# Dyno



## kerleyfries (Apr 8, 2010)

MODS: Pacesetter LT's, Loudmouth w/ no cats, K&N intake with cold air mod... 

this car has no tune whatsoever. the airfuel never got higher and 13.3 which is absolutely fine for na. 

not going to tune until heads-cam is in. shud be one month.... 

thanks for watching. hope you enjoyed as i did. 


video-2010-04-10-17-35-03.flv video by kerleyfries - Photobucket


----------



## kerleyfries (Apr 8, 2010)

Thanks Guys For All The Comments. Yeah I Know Its Really Awesome. Had No Idea It Could Make So Much Power.


----------



## ROBSGTO (Jul 6, 2008)

Let's try this and maybe you will get some comments.

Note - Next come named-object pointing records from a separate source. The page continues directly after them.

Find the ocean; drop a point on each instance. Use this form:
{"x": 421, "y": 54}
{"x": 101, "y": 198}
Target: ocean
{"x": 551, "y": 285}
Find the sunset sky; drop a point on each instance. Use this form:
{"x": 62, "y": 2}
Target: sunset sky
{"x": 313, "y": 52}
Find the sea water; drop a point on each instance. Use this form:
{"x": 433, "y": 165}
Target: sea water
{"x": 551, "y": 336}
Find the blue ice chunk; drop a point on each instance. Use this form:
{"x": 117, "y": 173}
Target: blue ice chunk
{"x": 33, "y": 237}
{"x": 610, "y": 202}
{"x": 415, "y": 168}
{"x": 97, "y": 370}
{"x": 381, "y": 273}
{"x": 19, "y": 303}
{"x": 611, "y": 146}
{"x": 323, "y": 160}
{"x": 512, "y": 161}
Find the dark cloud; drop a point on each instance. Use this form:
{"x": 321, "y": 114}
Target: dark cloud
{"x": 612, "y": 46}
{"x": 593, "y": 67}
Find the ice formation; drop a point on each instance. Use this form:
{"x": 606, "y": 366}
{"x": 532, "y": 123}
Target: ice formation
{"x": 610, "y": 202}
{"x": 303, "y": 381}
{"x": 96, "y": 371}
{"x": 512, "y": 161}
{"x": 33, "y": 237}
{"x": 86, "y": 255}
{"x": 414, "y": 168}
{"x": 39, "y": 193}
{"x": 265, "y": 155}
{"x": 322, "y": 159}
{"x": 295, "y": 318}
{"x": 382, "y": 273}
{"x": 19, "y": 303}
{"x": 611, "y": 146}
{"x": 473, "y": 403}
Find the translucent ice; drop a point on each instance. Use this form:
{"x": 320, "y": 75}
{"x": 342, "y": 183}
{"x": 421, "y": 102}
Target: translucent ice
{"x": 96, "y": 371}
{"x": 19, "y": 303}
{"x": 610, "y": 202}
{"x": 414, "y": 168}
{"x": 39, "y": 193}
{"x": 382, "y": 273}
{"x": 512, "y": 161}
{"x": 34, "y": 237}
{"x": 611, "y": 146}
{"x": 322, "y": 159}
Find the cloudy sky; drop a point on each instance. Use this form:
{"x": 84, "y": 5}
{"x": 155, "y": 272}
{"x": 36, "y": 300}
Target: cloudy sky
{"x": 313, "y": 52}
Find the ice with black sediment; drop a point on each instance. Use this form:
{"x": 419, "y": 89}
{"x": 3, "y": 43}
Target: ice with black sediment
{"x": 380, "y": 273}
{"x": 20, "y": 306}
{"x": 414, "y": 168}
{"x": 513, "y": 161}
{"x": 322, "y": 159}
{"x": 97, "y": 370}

EDIT:Well maybe not,I can't get the vid to pop up and work.


----------



## kerleyfries (Apr 8, 2010)

LMAO.... did photobucket not work?


----------



## ROBSGTO (Jul 6, 2008)

I used Mozilla and was able to view your video,but I could not with AOL,car sounds amazing and congrats on the nice power numbers!


----------



## kerleyfries (Apr 8, 2010)

thanks bro. preciate it.


----------